Class FileSources

java.lang.Object
com.hazelcast.jet.pipeline.file.FileSources

public final class FileSources extends Object
Contains factory methods for the Unified File Connector.
Since:
Jet 4.4
  • Method Details

    • files

      public static FileSourceBuilder<String> files(String path)
      The main entry point to the Unified File Connector.

      Returns a FileSourceBuilder configured with default values, see its documentation for more options.

      The path specifies the filesystem type (for example s3a://, hdfs://) and the path to the files. If it doesn't specify a file system, a local file system is used - in this case the path must be absolute. By "local" we mean local to each Jet cluster member, not to the client submitting the job.

      The following file systems are supported:

      • s3a:// (Amazon S3)
      • hdfs:// (HDFS)
      • wasbs:// (Azure Cloud Storage)
      • adl:// (Azure Data Lake Gen 1)
      • abfs:// (Azure Data Lake Gen 2)
      • gs:// (Google Cloud Storage)

      The path must point to a directory. All files in the directory are processed. Subdirectories are not processed recursively.
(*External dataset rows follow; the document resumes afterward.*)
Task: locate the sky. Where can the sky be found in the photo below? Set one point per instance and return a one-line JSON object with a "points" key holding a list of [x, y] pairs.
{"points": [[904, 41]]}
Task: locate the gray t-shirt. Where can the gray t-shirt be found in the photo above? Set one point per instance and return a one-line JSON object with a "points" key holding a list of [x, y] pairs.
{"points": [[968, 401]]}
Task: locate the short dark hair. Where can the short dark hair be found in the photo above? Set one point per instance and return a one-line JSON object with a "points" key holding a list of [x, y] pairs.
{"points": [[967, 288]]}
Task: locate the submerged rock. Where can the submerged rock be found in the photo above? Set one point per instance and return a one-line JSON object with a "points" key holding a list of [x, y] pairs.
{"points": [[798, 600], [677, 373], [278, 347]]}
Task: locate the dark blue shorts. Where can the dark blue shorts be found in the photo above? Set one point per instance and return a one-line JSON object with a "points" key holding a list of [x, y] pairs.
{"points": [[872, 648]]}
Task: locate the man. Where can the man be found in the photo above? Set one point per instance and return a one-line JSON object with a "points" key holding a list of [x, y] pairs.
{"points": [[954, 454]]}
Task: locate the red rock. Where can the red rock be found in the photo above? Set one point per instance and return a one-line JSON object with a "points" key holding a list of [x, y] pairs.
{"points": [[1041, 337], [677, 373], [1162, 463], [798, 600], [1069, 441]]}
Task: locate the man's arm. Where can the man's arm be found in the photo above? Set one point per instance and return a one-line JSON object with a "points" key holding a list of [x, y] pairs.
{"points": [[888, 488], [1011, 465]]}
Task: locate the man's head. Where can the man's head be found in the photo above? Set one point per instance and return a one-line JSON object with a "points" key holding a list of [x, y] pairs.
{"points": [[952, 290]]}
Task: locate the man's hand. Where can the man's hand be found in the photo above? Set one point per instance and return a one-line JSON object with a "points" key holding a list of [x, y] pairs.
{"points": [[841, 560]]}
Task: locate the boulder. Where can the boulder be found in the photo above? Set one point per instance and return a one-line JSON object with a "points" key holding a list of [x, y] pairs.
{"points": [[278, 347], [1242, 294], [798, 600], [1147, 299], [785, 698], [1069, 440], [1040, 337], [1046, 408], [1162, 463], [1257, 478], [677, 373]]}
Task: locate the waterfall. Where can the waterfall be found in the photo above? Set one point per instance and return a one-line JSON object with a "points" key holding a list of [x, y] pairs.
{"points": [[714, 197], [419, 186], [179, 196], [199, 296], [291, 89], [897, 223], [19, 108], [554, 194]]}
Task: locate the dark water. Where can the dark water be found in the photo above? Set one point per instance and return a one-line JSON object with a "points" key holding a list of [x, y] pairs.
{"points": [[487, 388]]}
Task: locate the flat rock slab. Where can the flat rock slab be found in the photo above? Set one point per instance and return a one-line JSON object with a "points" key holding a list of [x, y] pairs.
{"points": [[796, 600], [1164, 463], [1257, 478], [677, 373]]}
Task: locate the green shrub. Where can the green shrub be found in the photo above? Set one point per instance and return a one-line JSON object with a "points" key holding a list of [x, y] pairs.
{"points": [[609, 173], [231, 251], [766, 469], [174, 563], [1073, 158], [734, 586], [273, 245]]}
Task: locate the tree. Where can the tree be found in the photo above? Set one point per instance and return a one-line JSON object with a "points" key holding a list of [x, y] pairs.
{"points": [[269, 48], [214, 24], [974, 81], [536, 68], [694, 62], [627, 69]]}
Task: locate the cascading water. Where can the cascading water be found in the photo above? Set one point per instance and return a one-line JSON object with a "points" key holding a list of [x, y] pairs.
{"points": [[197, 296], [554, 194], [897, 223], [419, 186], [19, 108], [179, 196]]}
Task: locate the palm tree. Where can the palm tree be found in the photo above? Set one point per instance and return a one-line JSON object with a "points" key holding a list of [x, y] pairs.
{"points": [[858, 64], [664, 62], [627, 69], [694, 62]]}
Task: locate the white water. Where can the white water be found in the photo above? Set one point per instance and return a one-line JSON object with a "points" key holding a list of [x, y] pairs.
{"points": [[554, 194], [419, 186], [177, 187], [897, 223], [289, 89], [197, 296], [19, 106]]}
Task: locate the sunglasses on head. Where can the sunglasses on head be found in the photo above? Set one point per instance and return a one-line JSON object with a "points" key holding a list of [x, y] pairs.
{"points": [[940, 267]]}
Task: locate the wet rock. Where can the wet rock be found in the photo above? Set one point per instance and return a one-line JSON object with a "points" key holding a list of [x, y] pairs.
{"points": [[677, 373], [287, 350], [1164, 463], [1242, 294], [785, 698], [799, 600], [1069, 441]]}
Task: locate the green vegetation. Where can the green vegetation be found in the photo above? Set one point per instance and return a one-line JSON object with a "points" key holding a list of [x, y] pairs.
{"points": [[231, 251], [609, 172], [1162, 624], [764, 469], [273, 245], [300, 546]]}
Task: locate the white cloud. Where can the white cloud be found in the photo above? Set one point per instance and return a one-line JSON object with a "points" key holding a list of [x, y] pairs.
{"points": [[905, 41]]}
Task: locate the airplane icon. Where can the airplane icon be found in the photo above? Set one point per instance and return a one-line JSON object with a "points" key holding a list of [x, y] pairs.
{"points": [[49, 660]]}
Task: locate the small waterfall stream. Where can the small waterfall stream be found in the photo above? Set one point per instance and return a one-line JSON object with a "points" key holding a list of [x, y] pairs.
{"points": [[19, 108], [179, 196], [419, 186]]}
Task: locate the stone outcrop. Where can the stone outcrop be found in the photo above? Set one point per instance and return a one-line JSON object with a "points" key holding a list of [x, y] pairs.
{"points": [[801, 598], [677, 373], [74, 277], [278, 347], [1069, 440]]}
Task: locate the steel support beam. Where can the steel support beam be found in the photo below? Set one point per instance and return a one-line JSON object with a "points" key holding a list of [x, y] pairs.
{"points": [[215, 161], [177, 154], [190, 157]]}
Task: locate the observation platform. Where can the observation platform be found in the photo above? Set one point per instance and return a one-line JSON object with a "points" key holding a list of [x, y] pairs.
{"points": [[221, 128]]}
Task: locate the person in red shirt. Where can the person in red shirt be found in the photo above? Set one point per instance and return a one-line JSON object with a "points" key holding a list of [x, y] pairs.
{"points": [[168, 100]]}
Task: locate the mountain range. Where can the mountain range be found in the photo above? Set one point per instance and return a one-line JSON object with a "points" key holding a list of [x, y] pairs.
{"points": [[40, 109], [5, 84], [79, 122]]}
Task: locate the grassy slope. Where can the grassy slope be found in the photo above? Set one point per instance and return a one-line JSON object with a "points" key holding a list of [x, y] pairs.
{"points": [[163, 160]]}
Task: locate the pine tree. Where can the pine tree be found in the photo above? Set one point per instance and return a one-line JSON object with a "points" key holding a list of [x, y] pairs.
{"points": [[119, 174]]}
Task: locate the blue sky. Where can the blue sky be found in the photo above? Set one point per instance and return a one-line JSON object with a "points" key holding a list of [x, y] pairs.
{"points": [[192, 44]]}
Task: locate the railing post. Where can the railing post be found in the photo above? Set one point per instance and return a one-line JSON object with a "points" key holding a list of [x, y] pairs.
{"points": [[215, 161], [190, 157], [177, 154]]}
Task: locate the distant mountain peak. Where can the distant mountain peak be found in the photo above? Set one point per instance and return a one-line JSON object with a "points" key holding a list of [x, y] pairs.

The path must not contain any wildcard characters.

      Example usage:

      
       Pipeline p = Pipeline.create();
               p.readFrom(FileSources.files("/path/to/directory").build())
                .map(line -> LogParser.parse(line))
                .filter(log -> log.level().equals("ERROR"))
                .writeTo(Sinks.logger());
       
      Parameters:
      path - the path to the directory
      Returns:
      the builder object with fluent API